Detroit: Become Human – Review

Quantic Dream have been making and improving upon the same kind of games for over 10 years now. Heavy Rain put them on the forefront, with a game that looked fantastic, told an interesting story, and generated a fair amount of controversy. Regardless of how you might feel about Heavy Rain, it was an important game in terms of getting people’s attention, and making both Quantic Dream and David Cage a name that Playstation gamers know about. Their next game, Beyond: Two Souls, failed to reach the same levels of acclaim, however their latest game, Detroit: Become Human, is definitely worth paying attention to and spending time with.

It’s 2030s in Detroit and humans have created highly advanced androids to serve out every need. They are construction workers, caretakers, housemaids, and even objects of sexual pleasure. This puts humans in a diabolical position. On one hand, they have tireless servants with high intellect, on the other hand many humans find themselves out of a job. This divides the population, and many of them join together in calling to shut down androids. Androids face a significant amount of abuse from many humans, and while they are not supposed to have feelings, they are processing everything they observer and it seems to be triggering something within them. This leads to many androids turning ‘Deviant’, and here’s where our story begins.

You play as three androids, and watch their stories unfold.

Connor is the most advanced android CyberLife, the company making androids, has ever made. He is programmed to hunt down deviants and figure out what’s causing the deviancy. He works with a human cop. They start off with an antagonistic relationship, which depending on the choices you make throughout the story, can go many ways.

Kara is a household android, made to serve the daily needs of a regular family. She finds herself in the home of an abusive father, who is a drug addict, in significant financial trouble, and beats his daughter regularly. Witnessing one such beating, something in Kara flips, and she rescues the child and they try to flee the city.

Markus is a caretaker for a wealthy artist who is unable to walk. He performs daily chores for the artist, and takes care of him. The artist and Markus have a amicable relationship. However, things eventually go wrong, and Markus finds himself seeking refuge at mythical location only known as Jericho, and eventually ends up leading the android revolution.

The stories all start off largely unaware of each other, but come together fairly cohesively towards the end. It’s well told, apart from a few exceptions, and had my attention throughout. The gameplay is simplistic, but that’s to be expected, given the story focus.

The game looks absolutely gorgeous, with a ton of detail in the environments, excellent facial animations, and beautiful lighting. The game lacks nothing in terms of sheer production, and one can hope that this tech bleeds into other future Playstation exclusives.

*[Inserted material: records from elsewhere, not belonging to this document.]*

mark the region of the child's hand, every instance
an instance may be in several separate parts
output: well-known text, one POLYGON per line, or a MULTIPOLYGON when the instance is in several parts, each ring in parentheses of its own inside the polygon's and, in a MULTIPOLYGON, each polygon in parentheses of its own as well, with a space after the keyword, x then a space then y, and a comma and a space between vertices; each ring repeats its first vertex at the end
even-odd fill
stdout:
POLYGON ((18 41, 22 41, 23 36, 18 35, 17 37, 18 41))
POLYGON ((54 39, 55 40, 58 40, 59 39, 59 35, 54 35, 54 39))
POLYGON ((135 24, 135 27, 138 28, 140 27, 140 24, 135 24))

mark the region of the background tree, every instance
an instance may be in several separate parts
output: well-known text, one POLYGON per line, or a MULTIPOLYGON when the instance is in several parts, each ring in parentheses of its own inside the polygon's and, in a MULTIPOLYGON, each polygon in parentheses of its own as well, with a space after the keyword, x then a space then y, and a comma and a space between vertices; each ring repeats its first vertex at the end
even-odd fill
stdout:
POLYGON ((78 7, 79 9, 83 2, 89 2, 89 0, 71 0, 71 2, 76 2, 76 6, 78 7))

Detroit: Become Human is a good game, with an overall setting and story that is worth seeing through. There are some story beats that could have been handled better, especially some that’ll have you rolling your eyes thinking – “Well, that’s video game logic, I guess..” However, for the most part, it’s a fun ride, with a ton of player choice and agency. I enjoyed going back and replaying sections to see how varied the results could be, and I was pleasantly surprised to see how much work had gone into creating the branching paths.

Detroit: Become Human is available now for the PS4 and PS4 Pro.